Free Video! Public Domain Video Should Be Public


Carl Malamud, noted independent archivist and champion of making information from government agencies accessible, is sounding a call (wisely using the robust megaphone that is Boing Boing): public video should be public.

A veteran of many institutions you’ve heard of (MIT Media Lab, Mozilla Foundation, Center for American Progress) Malamud notes that to view public domain video produced by the government, you have two choices: watch only a two minute preview, or buy it from Amazon. So he’s developed a workaround – buying the DVDs from Amazon and, since it’s public domain, ripping the videos and posting them to YouTube.

The YouTube archive has a number of remarkable clips, including the too-perfect-to-not-be-staged report from the Navy above. You can see Nixon’s response about Watergate, a piece about the role of aircraft in World War II, the crash of the Hindenburg, or a CIA short about China’s progress, pre-Mao. I particularly enjoyed these films captured from Germany and Japan during the war; indecipherable spin in the opposite direction.

This latest set of videos bolsters an existing project of Malamud’s (which is down, likely because of traffic issues, at the time of writing). The organization was given 500 GB of public video by the United States Government, all of which is likewise available on YouTube, but also downloadable in whole (when the site is working) for use in whatever projects you wish.

It’s a shame Malamud has to work from the outside to provide something of so much value to the American people, and the world. Two weeks from now, Malamud will be testifying before Congress about increasing the ability of the National Archives and Records Administration (which I’ve discussed before) to make the point that the government should be doing this work. (He intends to use the view counts on these videos to make a point about demand, so go watch. I’ll wait.)
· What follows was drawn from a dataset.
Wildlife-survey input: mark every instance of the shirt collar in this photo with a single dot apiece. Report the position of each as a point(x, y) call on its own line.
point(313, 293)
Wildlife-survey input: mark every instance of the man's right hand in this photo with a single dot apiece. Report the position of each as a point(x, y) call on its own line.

It’s particularly frustrating, because the government is not without creativity – in certain domains. Tomorrow, for example, DARPA is hosting a contest, with a $40,000 purse, for the first person to correct submit the GPS coordinates of 10 weather balloons stashed across the country. The utility of this contest is obvious, of course – gauge the ability of the public to provide critical information on short notice. The utility of having our nation’s records be quickly and easily accessible is less overt, but no less important.

Malamud’s work is important and innovative, but should be made redundant by the government without delay. No one would be more pleased if that happened, I suspect, than Carl himself.